Peut-être plus encore que la crise écologique, celle déclenchée par la pandémie de COVID-19 a fait éclater au grand jour les multiples failles qui lézardent l’édifice chambranlant de nos sociétés capitalistes, consuméristes, productivistes. Pensons seulement aux conséquences dramatiques de notre inaction coupable à l’égard des personnes âgées parquées dans des résidences et abandonnées à leur sort une fois devenues « improductives » ; à l’exacerbation de l’isolement social et à ses graves conséquences ; à la normalisation de l’intrusion du travail dans l’intimité du « chez soi » ; aux profondes (et meurtrières) inégalités sociales, ethniques et de genre face à la maladie, au confinement, à la perte d’emploi…

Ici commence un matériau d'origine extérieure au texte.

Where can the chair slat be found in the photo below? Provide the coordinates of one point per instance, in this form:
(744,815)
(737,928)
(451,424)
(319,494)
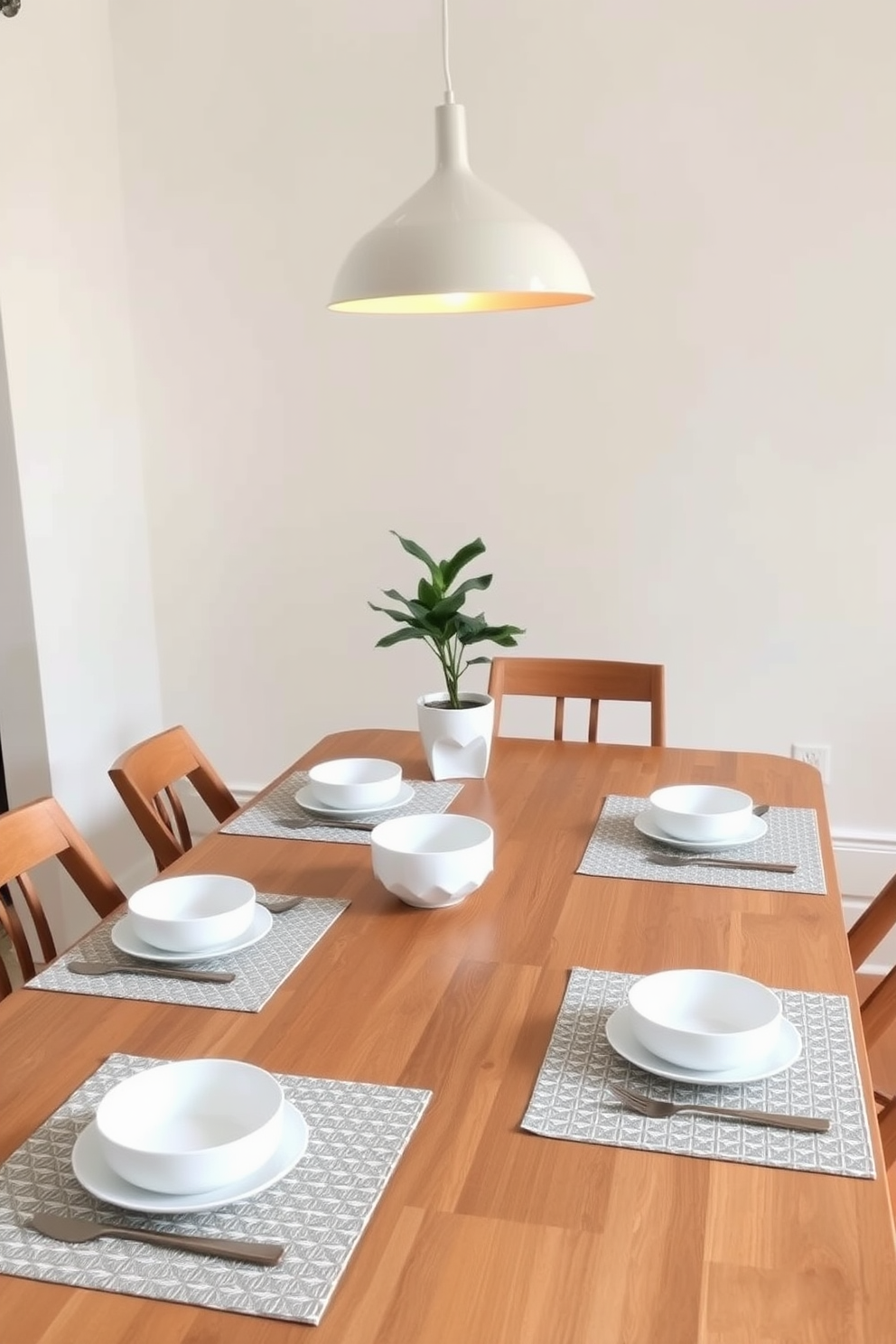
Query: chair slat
(151,769)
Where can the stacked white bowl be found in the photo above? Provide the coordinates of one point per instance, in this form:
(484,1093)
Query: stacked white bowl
(708,1021)
(192,913)
(191,1126)
(353,784)
(700,812)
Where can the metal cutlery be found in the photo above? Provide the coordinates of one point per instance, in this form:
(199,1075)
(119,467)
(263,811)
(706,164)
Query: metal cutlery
(683,861)
(305,823)
(662,1109)
(283,906)
(120,968)
(85,1230)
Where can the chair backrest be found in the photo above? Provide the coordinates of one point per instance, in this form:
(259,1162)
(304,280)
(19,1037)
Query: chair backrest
(582,679)
(28,836)
(877,1011)
(145,779)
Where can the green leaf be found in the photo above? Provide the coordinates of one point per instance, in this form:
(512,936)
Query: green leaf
(426,594)
(419,554)
(394,616)
(450,569)
(399,638)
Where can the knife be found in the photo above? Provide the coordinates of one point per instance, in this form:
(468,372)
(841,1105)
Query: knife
(85,1230)
(115,968)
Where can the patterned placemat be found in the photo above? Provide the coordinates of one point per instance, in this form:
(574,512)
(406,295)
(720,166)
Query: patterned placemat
(259,969)
(358,1134)
(617,850)
(571,1098)
(280,817)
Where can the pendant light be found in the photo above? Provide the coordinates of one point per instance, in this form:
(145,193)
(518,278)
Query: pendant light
(457,245)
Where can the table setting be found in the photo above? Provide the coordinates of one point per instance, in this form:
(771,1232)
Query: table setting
(341,801)
(289,1171)
(705,835)
(204,941)
(705,1065)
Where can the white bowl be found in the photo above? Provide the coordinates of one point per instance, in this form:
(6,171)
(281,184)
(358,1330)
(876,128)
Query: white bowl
(190,1126)
(355,782)
(702,811)
(190,914)
(434,859)
(705,1019)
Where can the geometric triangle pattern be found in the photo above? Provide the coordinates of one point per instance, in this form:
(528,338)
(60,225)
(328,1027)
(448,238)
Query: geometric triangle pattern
(618,850)
(358,1134)
(571,1098)
(259,969)
(278,816)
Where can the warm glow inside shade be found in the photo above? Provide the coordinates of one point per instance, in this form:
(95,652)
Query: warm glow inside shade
(457,247)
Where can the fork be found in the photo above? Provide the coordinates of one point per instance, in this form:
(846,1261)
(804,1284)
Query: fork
(662,1109)
(305,823)
(683,861)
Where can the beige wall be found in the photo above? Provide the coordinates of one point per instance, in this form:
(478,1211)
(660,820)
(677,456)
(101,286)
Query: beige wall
(696,468)
(77,627)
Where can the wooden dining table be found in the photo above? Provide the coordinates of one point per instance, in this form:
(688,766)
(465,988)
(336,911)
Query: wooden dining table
(488,1234)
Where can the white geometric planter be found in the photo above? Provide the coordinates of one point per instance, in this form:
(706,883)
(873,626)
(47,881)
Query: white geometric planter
(457,742)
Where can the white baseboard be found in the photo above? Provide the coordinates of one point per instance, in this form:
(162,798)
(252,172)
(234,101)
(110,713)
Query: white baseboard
(865,862)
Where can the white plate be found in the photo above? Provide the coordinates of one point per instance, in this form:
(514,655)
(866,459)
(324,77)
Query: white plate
(306,800)
(126,939)
(96,1175)
(623,1041)
(755,829)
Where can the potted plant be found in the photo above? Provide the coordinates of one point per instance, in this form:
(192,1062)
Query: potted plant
(455,727)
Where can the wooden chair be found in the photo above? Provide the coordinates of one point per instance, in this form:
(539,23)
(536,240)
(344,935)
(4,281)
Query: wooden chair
(145,779)
(879,1008)
(28,836)
(582,679)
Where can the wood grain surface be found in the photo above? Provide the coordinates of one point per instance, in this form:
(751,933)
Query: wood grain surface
(488,1234)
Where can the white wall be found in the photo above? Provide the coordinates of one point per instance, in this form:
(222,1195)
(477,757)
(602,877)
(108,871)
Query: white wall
(696,468)
(79,546)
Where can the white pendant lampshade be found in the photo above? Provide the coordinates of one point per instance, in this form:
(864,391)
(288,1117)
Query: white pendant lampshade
(457,245)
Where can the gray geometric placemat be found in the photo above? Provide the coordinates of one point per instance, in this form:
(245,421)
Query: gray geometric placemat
(319,1211)
(259,969)
(571,1098)
(280,817)
(617,850)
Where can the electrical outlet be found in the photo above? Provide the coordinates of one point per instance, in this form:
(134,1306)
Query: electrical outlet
(819,757)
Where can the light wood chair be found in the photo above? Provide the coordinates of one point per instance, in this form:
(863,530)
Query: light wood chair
(28,836)
(145,779)
(582,679)
(879,1008)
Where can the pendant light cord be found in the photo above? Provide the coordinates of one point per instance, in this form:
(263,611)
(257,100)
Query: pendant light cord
(449,90)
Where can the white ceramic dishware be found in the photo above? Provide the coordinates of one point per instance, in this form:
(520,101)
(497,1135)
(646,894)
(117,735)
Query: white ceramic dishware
(126,938)
(702,812)
(755,829)
(188,1126)
(433,861)
(192,913)
(785,1052)
(353,784)
(308,801)
(705,1019)
(94,1173)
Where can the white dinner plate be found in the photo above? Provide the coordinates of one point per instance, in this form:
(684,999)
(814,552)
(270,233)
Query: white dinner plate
(96,1175)
(126,939)
(623,1041)
(755,829)
(306,800)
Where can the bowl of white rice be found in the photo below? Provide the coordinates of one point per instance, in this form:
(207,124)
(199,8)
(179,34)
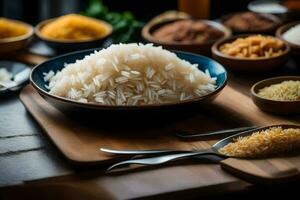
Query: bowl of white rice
(290,33)
(128,77)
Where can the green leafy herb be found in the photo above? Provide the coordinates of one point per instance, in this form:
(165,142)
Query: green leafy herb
(126,28)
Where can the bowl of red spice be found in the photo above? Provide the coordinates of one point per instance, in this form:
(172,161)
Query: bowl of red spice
(189,34)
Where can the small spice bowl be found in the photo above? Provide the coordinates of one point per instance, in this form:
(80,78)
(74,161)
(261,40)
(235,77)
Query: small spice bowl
(295,49)
(273,106)
(12,44)
(248,64)
(276,22)
(71,45)
(195,47)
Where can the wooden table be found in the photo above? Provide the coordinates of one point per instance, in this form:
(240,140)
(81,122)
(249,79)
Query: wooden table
(31,167)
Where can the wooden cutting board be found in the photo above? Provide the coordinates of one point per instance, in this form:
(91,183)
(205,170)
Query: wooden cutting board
(80,143)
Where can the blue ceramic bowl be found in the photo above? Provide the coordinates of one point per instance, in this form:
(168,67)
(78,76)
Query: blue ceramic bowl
(57,63)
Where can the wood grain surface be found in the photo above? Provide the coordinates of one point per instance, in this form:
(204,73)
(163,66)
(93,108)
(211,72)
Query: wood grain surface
(70,136)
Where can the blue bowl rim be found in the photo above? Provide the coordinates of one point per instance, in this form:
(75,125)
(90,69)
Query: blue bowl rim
(101,106)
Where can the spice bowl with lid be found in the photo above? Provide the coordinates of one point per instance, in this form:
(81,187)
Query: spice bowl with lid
(284,105)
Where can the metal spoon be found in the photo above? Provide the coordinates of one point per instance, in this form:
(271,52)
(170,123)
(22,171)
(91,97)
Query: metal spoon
(18,79)
(214,150)
(142,152)
(226,132)
(181,134)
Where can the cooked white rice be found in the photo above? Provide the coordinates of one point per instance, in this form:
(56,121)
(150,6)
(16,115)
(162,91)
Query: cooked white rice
(130,74)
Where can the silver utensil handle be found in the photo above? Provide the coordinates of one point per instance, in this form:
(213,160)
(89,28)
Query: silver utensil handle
(161,159)
(141,152)
(187,135)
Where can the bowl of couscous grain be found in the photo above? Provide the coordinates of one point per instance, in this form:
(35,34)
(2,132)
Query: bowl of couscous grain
(73,32)
(279,95)
(14,35)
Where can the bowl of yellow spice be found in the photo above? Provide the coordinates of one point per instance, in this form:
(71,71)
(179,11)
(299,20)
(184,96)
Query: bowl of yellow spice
(73,32)
(280,95)
(14,35)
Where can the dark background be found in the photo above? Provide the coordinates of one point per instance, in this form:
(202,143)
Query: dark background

Devant cette crise inédite, un profond sentiment d’absurdité s’insinue partout. Mais loin de ne provoquer que désarroi, il donne aussi lieu à un sursaut d’âme qui pousse des milliers de personnes à refuser l’inacceptable, l’indignité et l’injustice, à l’instar de toutes ces personnes qui se sont enrôlées pour prêter main-forte au personnel débordé et à bout de souffle des CHSLD, au risque de leur santé, voire de leur vie. Il y a bien là le signe que « l’esprit tire de lui-même plus qu’il n’a » pour reprendre la formule de Bergson citée plus haut. Et que cette force nous pousse à refuser la fatalité pour nous engager sur les voies d’un devenir autre, plus humain.